Bölüm 94

12.3K 449 27
                                    

Fuat ve Selim aşağıya inmişlerdi. Fuat bahçeye giderken Selim salonda oturan annesinin ve babasının yanına gelmiş ve onlara da son gelişmeleri anlatmıştı. Babası bu duruma çok şaşırmış fakat annesi böyle bir şeyi tahmin ettiğini söylemişti. Selim onların yanından ayrılıp arka bahçeye geçmişti. Kazı çalışmaları son sürat devam ediyordu. Selim de küreklerden birini alıp onlara yardım etmeye başlamıştı. Mezarları kazdıktan sonra herkese haber vermişlerdi. Pelin’e haber vermek ise Aslı ve Selen’e düşmüştü. Pelin ailesinin ölümünün ardından abisinin de ölüm haberini alınca sanki hayatla bağlantısı kopmuş ve kendini yatağın üzerine bırakıp hareketsiz bir şekilde yatmaya başlamıştı. Şu anda onu teselli edebilecek bir söz olmadığını biliyorlardı. Bu yüzden Pelin’i ara sıra kontrol etmek koşuluyla kendi haline bırakmışlardı. Aslı ve Selen de arka bahçeye indikten sonra küçük bir törenle Cenk ve Gökdeniz’i toprağa vermişlerdi. Grubun bir kısmı dağılırken Selim kalanlara dönmüştü.

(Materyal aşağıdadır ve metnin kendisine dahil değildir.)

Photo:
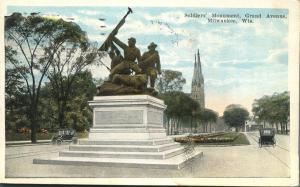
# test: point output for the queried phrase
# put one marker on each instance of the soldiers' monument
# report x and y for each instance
(127, 119)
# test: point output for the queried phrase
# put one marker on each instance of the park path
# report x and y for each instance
(223, 161)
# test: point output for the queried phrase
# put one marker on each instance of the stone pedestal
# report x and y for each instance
(127, 132)
(136, 117)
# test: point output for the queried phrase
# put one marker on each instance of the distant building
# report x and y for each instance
(197, 92)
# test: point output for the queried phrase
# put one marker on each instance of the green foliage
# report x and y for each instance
(235, 115)
(179, 104)
(36, 42)
(273, 109)
(170, 81)
(231, 138)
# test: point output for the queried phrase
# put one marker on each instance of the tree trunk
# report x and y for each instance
(33, 123)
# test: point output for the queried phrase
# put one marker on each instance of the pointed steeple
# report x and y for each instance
(197, 92)
(199, 62)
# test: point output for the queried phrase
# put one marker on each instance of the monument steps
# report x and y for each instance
(128, 126)
(124, 148)
(131, 155)
(127, 132)
(126, 142)
(175, 162)
(132, 130)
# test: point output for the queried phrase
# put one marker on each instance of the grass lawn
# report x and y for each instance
(39, 136)
(228, 138)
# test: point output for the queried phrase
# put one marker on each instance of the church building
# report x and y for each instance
(197, 92)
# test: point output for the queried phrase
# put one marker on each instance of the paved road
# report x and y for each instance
(231, 161)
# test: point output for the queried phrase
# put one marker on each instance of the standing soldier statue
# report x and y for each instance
(129, 73)
(150, 63)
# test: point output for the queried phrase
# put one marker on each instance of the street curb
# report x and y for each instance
(26, 142)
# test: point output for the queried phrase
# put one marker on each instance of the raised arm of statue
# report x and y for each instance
(119, 43)
(158, 64)
(139, 58)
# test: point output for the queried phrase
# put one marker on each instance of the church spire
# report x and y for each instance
(199, 62)
(198, 82)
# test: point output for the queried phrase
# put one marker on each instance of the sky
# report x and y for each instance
(240, 61)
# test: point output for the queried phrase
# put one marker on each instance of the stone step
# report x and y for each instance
(176, 162)
(130, 130)
(126, 142)
(131, 155)
(120, 126)
(124, 148)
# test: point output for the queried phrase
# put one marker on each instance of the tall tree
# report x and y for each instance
(206, 117)
(170, 81)
(274, 109)
(235, 116)
(36, 40)
(68, 62)
(179, 105)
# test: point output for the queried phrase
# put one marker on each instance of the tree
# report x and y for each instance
(207, 117)
(235, 116)
(36, 40)
(179, 105)
(68, 62)
(170, 81)
(274, 109)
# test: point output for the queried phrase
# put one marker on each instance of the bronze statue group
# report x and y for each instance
(130, 72)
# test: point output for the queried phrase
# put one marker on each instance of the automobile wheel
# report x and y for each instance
(58, 141)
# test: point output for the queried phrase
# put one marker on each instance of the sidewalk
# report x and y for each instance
(25, 142)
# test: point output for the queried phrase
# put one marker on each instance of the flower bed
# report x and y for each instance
(210, 138)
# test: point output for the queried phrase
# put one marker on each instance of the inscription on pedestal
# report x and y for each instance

- Şimdi şu zombi cesetlerini halledelim.

- Bu kadar cesedin sığacağı çukuru kazmak epey zor olacak.

- Biliyorum zor, ben de çok yorgunum ama en mantıklı çözüm bu, hadi şu işi de bitirelim bir an evvel.

- Sürekli şu işi de bitirip rahat edelim diyoruz ama işler bir türlü bitmiyor.

- Bence önce yakalım sonra gömelim. Hatta bence bunları dışarı çıkartalım ve yolun karşısındaki boşlukta ateşe verelim.

- İyi söylüyorsun da Fırat, bu kadar cesedi taşımak zor olmaz mı?

- Çukur kazmaktan daha kolay olur.

-  Gençler benim aklıma bir şey geldi.

-  Ne geldi Cemal abi?

- Şimdi bu cesetleri birbirine bağlayalım. Sonrada atlarla yolun karşısındaki boşluğa çekeriz ateşe vermeden önce üstlerine de biraz benzin dökersek cesetlerden geriye pek bir şey kalmaz.

Selim biraz düşündükten sonra bu fikrin gayet mantıklı olduğuna karar vermişti. Hem çukur kazma zahmetinden kurtulacaklar hem de cesetler yanarken ortaya çıkacak kokudan etkilenme düzeyi düşecekti.

- İyi fikirmiş Cemal abi, siz ne dersiniz?

-  Bence de çok mantıklı, şu kulübede ip görmüştüm sanırım. Alıp hemen başlayalım.

Fırat hızla kulübeye giderek epey uzun ve kalın bir ip getirmişti. Cesetleri biribirlerine bağlamışlar ve daha sonra da atlara bağlamışlardı. Cesetleri iki seferde taşımaya karar vermişlerdi.

- Tamamdır, hadi bakalım ilk seferi yapalım.

- Durun önce bir dışarıyı kontrol edelim. Şu anda bu işle uğraşmamızın sebebi buydu.

Selim güvenlik kulübesine girmiş ve kapıyı açarak dışarıyı kontrol etmişti. Etrafta herhangi bir tehlike görünmüyordu.

- Tamam etraf sakin, işimizi hızlıca halledelim. Savaş atların başına sen geç, ben ve Fırat seni koruruz.

- Oldu Selim.

Bahçenin kapısını açmışlar ve Fırat atların yularından tutarak cesetleri yolun karşısındaki boşluğa sürüklemişti. Selim’in de yardımıyla hızlıca ipleri çözmüşler ve tekrar bahçeye dönerek geriye kalan cesetleri bağlamışlardı. Hızlıca bu işi de halledip kalan cesetleri de diğerlerinin yanına götürmüşlerdi. Bu sırada Arnavut Cemal’de tankerden aldığı bir bidon benzinle cesetlerin başına gelmiş ve üstlerine dökmeye başlamıştı. Bidondaki benzin bitince Fırat cebinden çıkardığı kibriti yakmış ve cesetlerin üzerine atmıştı. Alevler cesetleri inanılmaz bir hızla sarmıştı. Alevleri bir süre seyrettikten sonra yalıya dönerek kapıyı kapatmışlardı.